I agree with what the above posters have said! There are a fair few name trends that show up for girl’s names and not boy’s names.
I’d reference this post that @tfzolghadr made, which I think explain the point quite clearly:
https://forum.nameberry.com/t/masculine-names-for-girls/241084/30?u=elliewilbury
in summary, this post is stating that the trend of genderbending names extends in one direction— masculine names on girls— and not in the other. This is one example of a naming trend that mostly applies to female names.
This post:
received a fair amount of positive comments (including my own)
while this post:
garnered overwhelmingly negative responses (again, including my own!) which I think illustrates it pretty clearly?
Another is nature names. On NB I think most nature names are fairly unisex, but in real life a male Sage or Lilac or, heaven forbid, Hummingbird, would be highly uncommon (at least in my experience)! Parents can get braver and braver with their nature names on girls, and little Wildroses and Nightingales and so on may keep popping up, but nature names on boys is a far more limited number.
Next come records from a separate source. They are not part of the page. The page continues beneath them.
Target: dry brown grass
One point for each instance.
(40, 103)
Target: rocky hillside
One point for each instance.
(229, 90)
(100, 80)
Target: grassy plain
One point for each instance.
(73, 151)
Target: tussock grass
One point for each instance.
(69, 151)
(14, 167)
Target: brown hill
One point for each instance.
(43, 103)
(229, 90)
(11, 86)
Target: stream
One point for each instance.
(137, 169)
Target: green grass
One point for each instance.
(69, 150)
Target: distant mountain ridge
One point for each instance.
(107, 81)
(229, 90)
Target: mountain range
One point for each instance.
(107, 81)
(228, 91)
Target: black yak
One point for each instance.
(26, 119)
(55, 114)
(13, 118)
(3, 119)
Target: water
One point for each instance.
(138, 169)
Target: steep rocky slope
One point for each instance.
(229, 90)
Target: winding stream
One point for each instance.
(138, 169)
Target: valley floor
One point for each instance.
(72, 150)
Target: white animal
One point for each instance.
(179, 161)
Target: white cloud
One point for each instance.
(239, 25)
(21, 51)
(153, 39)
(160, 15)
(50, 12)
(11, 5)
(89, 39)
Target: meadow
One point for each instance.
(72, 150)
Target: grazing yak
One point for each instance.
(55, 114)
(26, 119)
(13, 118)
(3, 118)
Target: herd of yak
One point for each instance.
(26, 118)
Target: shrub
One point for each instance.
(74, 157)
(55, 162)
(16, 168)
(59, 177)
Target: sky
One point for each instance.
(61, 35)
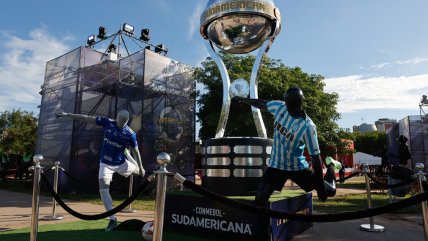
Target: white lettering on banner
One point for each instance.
(209, 211)
(215, 224)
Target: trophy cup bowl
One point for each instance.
(234, 165)
(240, 33)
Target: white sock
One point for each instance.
(133, 161)
(107, 201)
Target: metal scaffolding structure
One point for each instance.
(158, 92)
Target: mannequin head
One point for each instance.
(122, 118)
(294, 101)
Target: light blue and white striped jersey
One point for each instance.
(290, 137)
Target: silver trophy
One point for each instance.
(239, 27)
(234, 165)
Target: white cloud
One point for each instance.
(412, 61)
(22, 66)
(359, 93)
(194, 21)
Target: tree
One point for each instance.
(17, 132)
(273, 79)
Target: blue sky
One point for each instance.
(374, 53)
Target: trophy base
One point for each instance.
(234, 165)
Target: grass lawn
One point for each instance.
(75, 231)
(94, 230)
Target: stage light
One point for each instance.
(145, 35)
(111, 48)
(160, 48)
(102, 33)
(91, 40)
(128, 29)
(424, 100)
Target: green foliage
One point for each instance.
(273, 80)
(17, 132)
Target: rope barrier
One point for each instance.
(349, 176)
(407, 182)
(310, 218)
(115, 210)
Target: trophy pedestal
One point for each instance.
(234, 165)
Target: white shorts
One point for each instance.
(125, 169)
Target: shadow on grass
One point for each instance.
(74, 235)
(75, 231)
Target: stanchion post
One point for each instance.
(35, 201)
(371, 227)
(131, 184)
(162, 159)
(56, 168)
(421, 177)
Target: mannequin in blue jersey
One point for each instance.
(293, 132)
(115, 156)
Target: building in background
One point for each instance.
(383, 124)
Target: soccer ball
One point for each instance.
(147, 231)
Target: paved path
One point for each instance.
(15, 212)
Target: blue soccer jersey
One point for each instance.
(115, 141)
(290, 138)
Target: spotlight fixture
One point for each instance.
(160, 48)
(91, 40)
(128, 29)
(111, 48)
(424, 100)
(145, 35)
(102, 33)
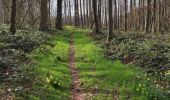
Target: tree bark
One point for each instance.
(13, 17)
(95, 17)
(59, 14)
(44, 16)
(110, 35)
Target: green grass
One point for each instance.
(102, 79)
(105, 77)
(53, 79)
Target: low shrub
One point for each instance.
(148, 52)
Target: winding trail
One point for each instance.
(76, 91)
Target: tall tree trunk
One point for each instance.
(115, 15)
(99, 13)
(13, 17)
(126, 21)
(95, 17)
(59, 15)
(76, 13)
(81, 13)
(148, 27)
(110, 35)
(44, 16)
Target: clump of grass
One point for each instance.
(52, 72)
(101, 75)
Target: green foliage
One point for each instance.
(145, 51)
(13, 57)
(52, 79)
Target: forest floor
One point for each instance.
(79, 70)
(72, 65)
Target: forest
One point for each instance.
(84, 49)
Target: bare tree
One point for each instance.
(13, 17)
(59, 14)
(95, 17)
(44, 16)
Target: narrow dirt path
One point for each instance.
(76, 91)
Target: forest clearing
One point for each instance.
(84, 49)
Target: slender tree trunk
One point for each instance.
(13, 17)
(95, 16)
(126, 21)
(115, 15)
(110, 35)
(59, 15)
(148, 16)
(44, 16)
Then there are virtue names. A male Patience or Joy is unheard of (again, in my experience) but are fairly commonplace on girls— or, at least, wouldn’t raise any eyebrows. @seawillow explain it well in this post:
https://forum.nameberry.com/t/unique-names-you-wish-were-used-more-often/371444/2?u=elliewilbury
and of course all of these trends that only apply to girls’ names do so for the reason of internalized misogyny— but that, of course, is another issue
and if we’re going to get into that, I think NB does a good job of treating nature and occasionally virtue names as wholly unisex, and I try my best to, but genderbending names is still getting there! I am an offender of that as well, as you saw above in the Caspian and Jennifer posts, but NB is working on it and there are plenty of users who aren’t blind to internalized misogyny and who bring up the issue! so we’re getting there.